Meal timing also impacts insulin resistance and affects fertility. In 2011, it was proven that meal timing, i.e. frequent meals, grazing, or snacking between meals increases insulin resistance more than meal content. Insulin resistance and obesity promote higher rates of infertility. Allowance of adequate time between meals is essential for insulin and leptin to work and manage food intake. Make sure you follow The Five Rules of The Leptin Diet.

Your own personal health (for men and women) in the preconception phase, which is considered three years prior to conception, affects your reproductive and fertility health. Your body needs proper nourishment during this time. Fertility and reproduction are enormously complicated, energy demanding, and trigger intensive biochemical reactions. It also affects your child’s health from conception and into their adult life. Likewise, the first 1000 days of your child’s life, from conception to age 2, are dramatically influenced by maternal diet and parental choices.

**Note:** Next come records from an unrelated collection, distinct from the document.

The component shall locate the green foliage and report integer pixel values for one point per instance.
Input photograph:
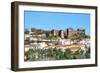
(55, 54)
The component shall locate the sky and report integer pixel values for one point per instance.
(56, 20)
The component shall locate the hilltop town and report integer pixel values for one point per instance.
(68, 39)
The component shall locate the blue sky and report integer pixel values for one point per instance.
(56, 20)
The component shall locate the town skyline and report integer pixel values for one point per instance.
(57, 21)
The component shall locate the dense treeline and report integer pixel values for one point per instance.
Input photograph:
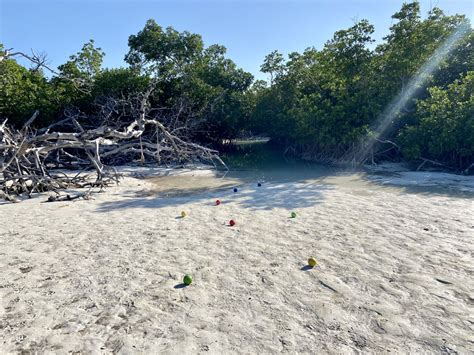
(322, 103)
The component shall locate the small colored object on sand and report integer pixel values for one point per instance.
(312, 262)
(187, 280)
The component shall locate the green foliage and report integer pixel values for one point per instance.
(188, 72)
(324, 102)
(85, 64)
(321, 101)
(444, 130)
(24, 91)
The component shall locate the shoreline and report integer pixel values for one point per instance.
(394, 270)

Successful outcomes with fertility and reproduction requires whole foods such as free-range grass-fed animal proteins, wild caught fish, fresh fruits and vegetables, whole grains, legumes, seeds, nuts and both saturated (animal) and unsaturated (fish and plant) fats. The caloric rich/nutrient poor Standard American Diet (SAD) will not help fertility and reproduction.

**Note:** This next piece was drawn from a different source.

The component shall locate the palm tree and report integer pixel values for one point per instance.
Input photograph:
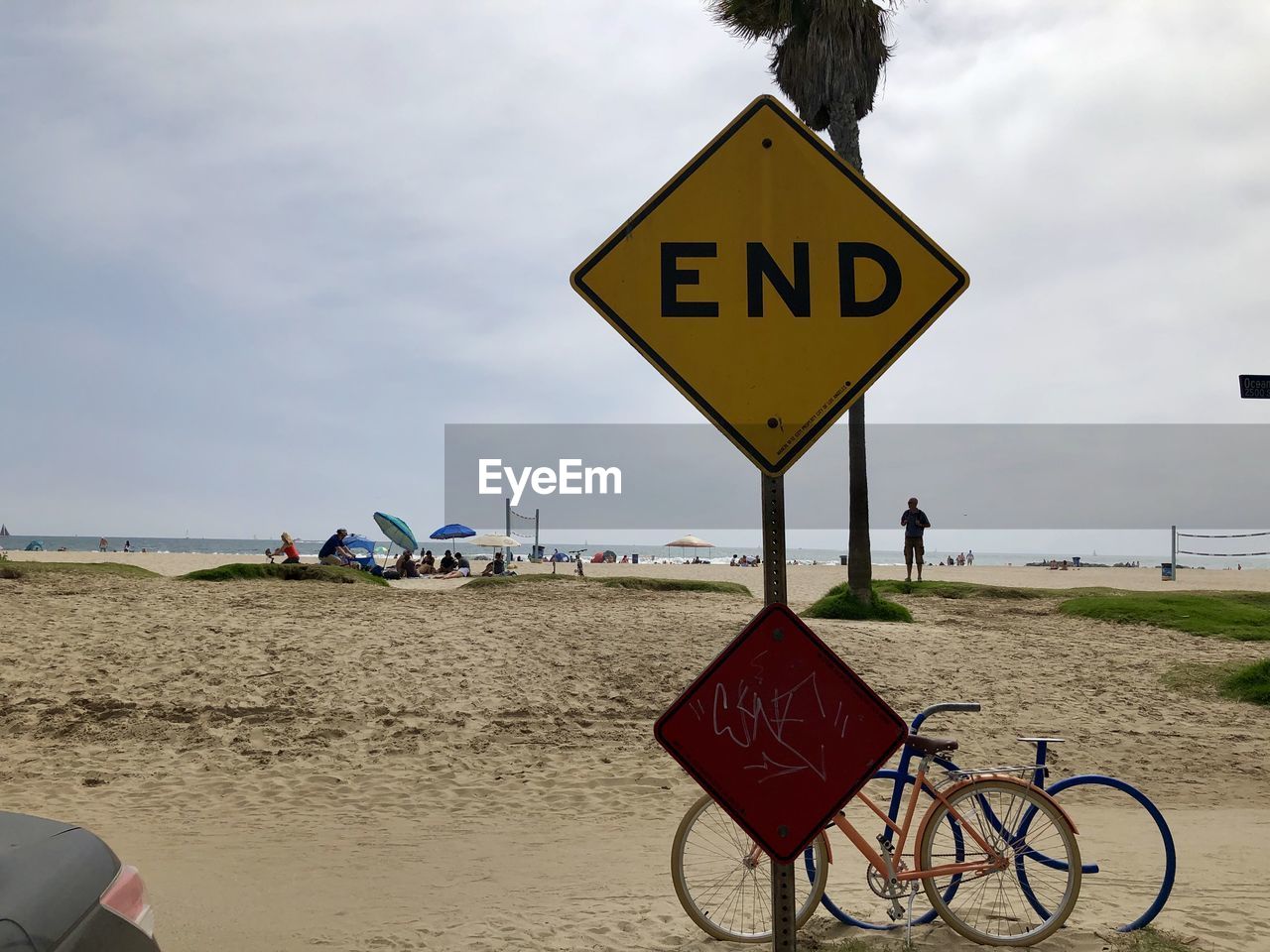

If you have never read the Pottenger Cat Study, I encourage you to read it. It is a fascinating read and a wake-up call. While humans are not cats and do not follow the same dietary needs, we can learn enormous amounts from this literature and its implications.

“Food for Thought”

A colleague of mine did an experiment that went on for over 5 years. He bought a “Kid’s Meal” with a hamburger and French fries from a popular fast-food restaurant. The meal sat on a plate without refrigeration in an office environment since it was purchased. He did not apply anything to the food to preserve it. The hamburger and bread did not get moldy. The meat did not draw flies or go putrid. It just looked grey, was hard and rubbery. The bun shriveled a bit from time and exposure to air, but it did not rot away. The French fries looked pretty “normal”.

Compare that example to that of an organic grass-fed hamburger and russet potato that you got from your food coop, local farmer, or your own garden. Which food would you want to eat and nourish your body or your child’s health? Or as in the case of the Pottenger Cat Study perspective – how does the food you consume affect your ability to start a family and generations ahead?